On Moyle's bleak current our food and wine
Are sandy sea-weed and bitter brine:
Yet oft we feasted in days of old,
And hazel-mead drank from cups of gold.
Our beds are rocks in the dripping caves;
Our lullaby song the roar of the waves:
But soft rich couches once we pressed,
Lonely we swim on the billowy main,
Through frost and snow, through storm and rain:
Alas for the days when round us moved
The chiefs and princes and friends we loved!

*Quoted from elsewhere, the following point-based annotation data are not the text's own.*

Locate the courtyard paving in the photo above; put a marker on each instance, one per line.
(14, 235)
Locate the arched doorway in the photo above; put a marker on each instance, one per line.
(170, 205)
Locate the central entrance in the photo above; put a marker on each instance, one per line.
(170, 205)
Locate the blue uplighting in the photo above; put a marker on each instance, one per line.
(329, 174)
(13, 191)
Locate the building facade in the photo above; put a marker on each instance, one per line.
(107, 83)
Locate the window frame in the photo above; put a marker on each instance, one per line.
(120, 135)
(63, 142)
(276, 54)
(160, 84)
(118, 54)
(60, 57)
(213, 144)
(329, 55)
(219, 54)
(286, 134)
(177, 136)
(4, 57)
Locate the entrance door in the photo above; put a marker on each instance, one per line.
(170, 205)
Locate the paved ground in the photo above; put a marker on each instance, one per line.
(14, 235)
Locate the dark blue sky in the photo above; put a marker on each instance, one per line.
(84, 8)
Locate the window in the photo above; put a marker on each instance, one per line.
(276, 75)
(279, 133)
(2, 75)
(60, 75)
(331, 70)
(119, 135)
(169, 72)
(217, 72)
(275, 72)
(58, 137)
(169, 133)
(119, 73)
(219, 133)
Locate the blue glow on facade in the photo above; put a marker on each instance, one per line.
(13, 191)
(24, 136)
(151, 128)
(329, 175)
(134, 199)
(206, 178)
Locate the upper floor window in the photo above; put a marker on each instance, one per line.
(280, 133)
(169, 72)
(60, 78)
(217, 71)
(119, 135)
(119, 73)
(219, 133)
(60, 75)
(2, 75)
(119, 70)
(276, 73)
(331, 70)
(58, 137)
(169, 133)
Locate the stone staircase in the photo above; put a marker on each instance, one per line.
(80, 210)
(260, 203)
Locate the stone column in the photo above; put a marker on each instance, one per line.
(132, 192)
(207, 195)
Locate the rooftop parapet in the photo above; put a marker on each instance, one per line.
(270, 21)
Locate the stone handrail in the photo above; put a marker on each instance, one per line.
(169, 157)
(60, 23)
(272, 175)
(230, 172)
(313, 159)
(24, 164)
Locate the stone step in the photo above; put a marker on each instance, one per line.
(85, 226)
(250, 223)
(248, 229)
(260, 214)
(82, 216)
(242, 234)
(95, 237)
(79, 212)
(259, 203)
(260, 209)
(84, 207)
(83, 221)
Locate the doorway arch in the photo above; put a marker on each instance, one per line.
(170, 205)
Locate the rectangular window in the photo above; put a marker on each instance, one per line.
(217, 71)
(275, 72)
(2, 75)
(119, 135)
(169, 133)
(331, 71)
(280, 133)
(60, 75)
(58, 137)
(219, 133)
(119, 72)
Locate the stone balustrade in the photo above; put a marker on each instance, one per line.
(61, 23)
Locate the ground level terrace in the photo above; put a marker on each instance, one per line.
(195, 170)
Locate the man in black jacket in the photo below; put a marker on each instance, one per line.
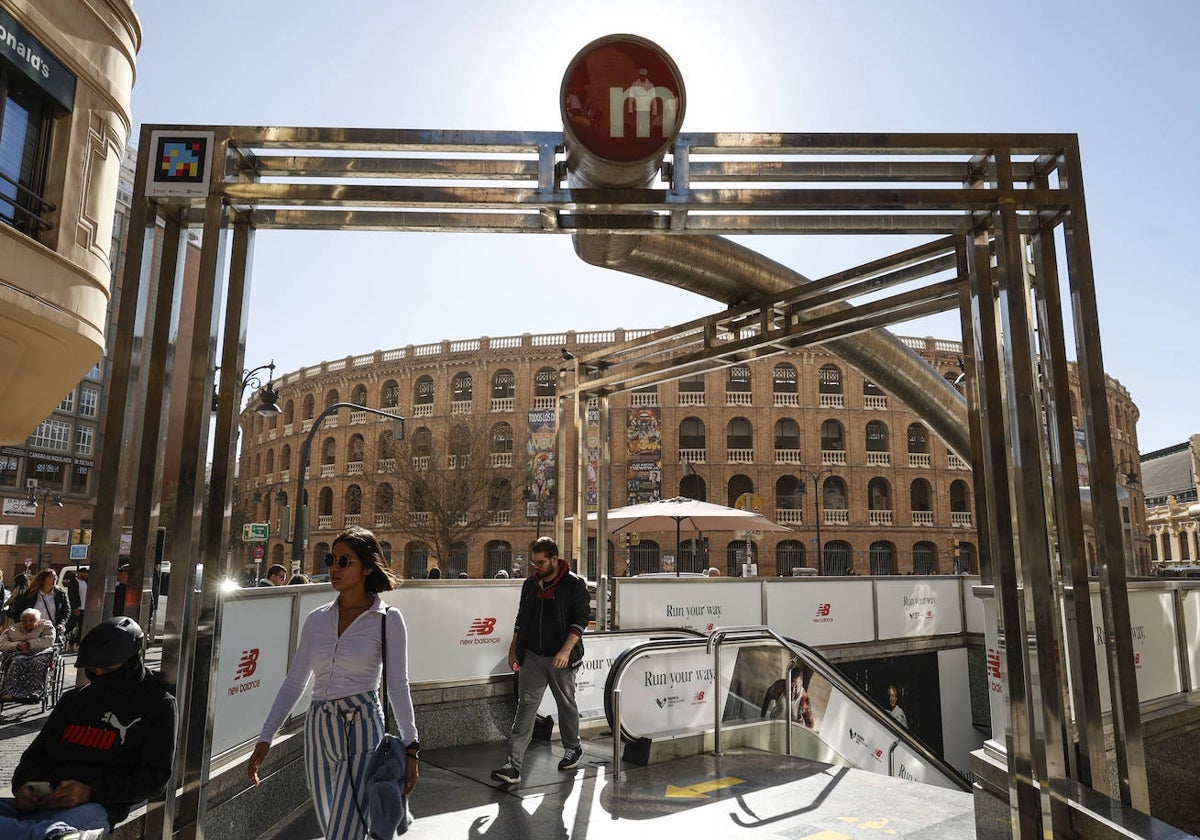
(547, 647)
(106, 747)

My little twin brothers beneath my wings
Lie close when the north wind bitterly stings,
And Aed close nestles before my breast;
Thus side by side through the night we rest.
Our father's fond kisses, Bove Derg's embrace,
The light of Mannanan's[1] godlike face,
The love of Angus[1]—all, all are o'er;
And we live on the billows for evermore!
After this they bade each other farewell, for it was not permitted to the children of Lir to remain away from the stream of Moyle. As soon as they had parted, the Fairy Cavalcade returned to Shee Finnaha, where they related to the Dedannan chiefs all that had passed, and described the condition of the children of Lir. And the chiefs answered—
"It is not in our power to help them; but we are glad that they are living; and we know that in the end the enchantment will be broken, and that they will be freed from their sufferings."
As to the children of Lir, they returned to their home on the Sea of Moyle, and there they remained till they had fulfilled their term of years.